The Iimbovane Outreach Project has been monitoring the ant diversity of
the Karoo National Park since 2006. To-date, the project has identified
approximately 63 morphospecies in the Park, many of which are important
for the seed dispersal of indigenous plant species, the breakdown of organic
material, soil turnover and nutrient recycling. Anoplolepis steingroeveri,
Crematogaster melanogaster and Meranoplus cf. peringueyi are some of
the most common and abundant species found in the Park.

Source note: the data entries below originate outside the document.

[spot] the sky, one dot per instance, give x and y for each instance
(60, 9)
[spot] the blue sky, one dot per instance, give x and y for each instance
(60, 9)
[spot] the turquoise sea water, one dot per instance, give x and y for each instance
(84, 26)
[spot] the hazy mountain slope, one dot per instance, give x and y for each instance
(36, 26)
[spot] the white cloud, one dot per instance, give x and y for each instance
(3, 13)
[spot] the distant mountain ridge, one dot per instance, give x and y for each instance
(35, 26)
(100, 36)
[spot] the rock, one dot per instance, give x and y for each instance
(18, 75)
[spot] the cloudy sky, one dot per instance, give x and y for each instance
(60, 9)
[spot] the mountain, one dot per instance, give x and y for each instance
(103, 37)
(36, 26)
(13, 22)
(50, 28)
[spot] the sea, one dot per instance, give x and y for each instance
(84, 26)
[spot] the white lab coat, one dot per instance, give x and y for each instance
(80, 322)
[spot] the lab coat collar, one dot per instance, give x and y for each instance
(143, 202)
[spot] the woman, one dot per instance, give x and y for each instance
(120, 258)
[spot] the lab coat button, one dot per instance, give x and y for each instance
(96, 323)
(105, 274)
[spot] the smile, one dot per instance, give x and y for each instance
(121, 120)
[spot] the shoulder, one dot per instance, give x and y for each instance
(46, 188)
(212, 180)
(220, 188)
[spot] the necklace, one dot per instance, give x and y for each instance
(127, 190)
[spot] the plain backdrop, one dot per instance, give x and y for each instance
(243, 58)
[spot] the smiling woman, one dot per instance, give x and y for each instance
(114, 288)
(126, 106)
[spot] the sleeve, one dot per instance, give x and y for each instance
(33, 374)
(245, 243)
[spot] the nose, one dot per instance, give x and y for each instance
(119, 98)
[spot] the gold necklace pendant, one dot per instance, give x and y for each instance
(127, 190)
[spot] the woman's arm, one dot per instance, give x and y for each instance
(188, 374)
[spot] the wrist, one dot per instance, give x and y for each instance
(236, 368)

The session, entitled “Amazing Ants of Karoo National Park”, gave
the Junior Rangers an overview of the significant role that ants play in
ecosystems and how scientists identify different species. It also introduced
the Junior Rangers to sampling methods, and through trying each method,
the youngsters came to see the advantages and limitations of each method.
The teenagers remarked afterwards that the best part of the training was
when they looked at the ants under a microscope and used the training
they received to identify the ants. Seeing the ants from up-close, they
suddenly stopped being the bountiful pests in sugar pots and became
creatures of fascination.
*Iimbovane is both a science outreach and long-term biodiversity
monitoring project supported by the DST-NRF Centre of Excellence for
Invasion Biology and based at Stellenbosch University. The long-term
monitoring component of the project examines ant diversity through space
and time. Educators and learners from secondary schools throughout the
Western Cape assist Iimbovane with the monitoring through participation
in on-site sampling.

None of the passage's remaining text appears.